February 10, 2006 By Rex Dalton This article courtesy of Nature News.

Will dextrose injections in a Mexican hotel lead to Olympic golds?

Four US skiers have gone to unusual extremes to ensure they are on form for this year’s winter Olympics: they have gone to Mexico to visit a doctor with a history of unorthodox techniques.

Athletes have long sought unconventional ways to overcome aches and pains before competitions. But this year’s sojourn to the Mexican coast takes that to the limit.

In recent weeks, US skiers, including top-ranked Bode Miller, have admitted to being treated at the Ensenada clinic of Milne Ongley.

Ongley inject patients with what he calls the ‘Ongley solution’, described as a solution of dextrose, phenol and glycerine. Few details are known about the substance. Ongley has called his technique ‘prolotherapy’ or ‘proliferant therapy’. He contends the solution alleviates pain and improves joints or tissue.

Promised solution

Prolotherapy is a technique that is more than a century old; it purports to stimulate cell growth that can repair an injury by triggering inflammation of surrounding tissue or joints. A review of the literature shows some 200 articles on the concept, with about 30 clinical trials involving spinal pain.

Although the therapy has shown promise in some studies, it has not been widely accepted because of great variation in the injections and solutions, which sometimes contain an anaesthetic. A number of the solutions studied are similar to those that Ongley says he uses.

There is no indication that the US athletes were trying to use banned substances or have violated any Olympic drug policies. The athletes couldn’t be reached for comment, but a spokesman for the US ski team says they do not answer questions on medical issues. Ongley also declined to comment.

Eventful past

Now aged 80, Ongley's website says that he earned a medical degree in 1953 in Ireland. But his questionable techniques have seen him move around considerably. He left his native New Zealand after he was fined $80,000 for malpractice in 1973, and moved through Africa to the United States, where he ran afoul of authorities in four states.

His California acupuncture licence was revoked in 1989 for illegally practising medicine, harming patients and committing perjury. In 1992, he was convicted of practising medicine without a licence in California and New Mexico.

Before these difficulties, Ongley earned a strong reputation among athletes who were drawn to him by testimonials in muscle magazines. In the 1980s, he treated some US Olympic medal winners including pole-vaulter Mike Tully and high jumper Dwight Stones; the latter subsequently sued Ongley for malpractice.
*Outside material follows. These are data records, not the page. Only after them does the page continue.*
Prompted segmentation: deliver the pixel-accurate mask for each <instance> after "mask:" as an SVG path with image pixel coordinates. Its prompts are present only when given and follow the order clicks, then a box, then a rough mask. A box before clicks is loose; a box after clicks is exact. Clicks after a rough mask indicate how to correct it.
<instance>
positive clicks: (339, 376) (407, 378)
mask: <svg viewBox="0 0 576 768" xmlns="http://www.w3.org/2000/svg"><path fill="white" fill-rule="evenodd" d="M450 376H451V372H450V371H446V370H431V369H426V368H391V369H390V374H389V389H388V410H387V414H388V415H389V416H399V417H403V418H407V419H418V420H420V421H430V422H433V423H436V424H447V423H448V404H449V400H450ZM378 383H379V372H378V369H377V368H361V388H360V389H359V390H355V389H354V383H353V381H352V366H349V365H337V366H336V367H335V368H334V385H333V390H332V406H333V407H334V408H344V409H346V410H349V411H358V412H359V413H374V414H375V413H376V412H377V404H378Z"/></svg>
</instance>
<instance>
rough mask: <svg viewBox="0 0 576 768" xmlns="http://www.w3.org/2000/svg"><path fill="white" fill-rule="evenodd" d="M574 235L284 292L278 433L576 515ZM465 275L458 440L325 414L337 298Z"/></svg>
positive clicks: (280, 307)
After leaving California, Ongley moved to an office at a beachfront hotel in Mexico. From Tijuana on the border to Ensenada 100 kilometres south, there are numerous facilities where practitioners locked out of the United States offer therapies that are considered unproven.

Psychiatrist Stephen Barrett, who runs a Pennsylvania-based consumer agency called Quackwatch, says people who venture south to such clinics “hope for an easy answer, but aren’t suspicious enough.”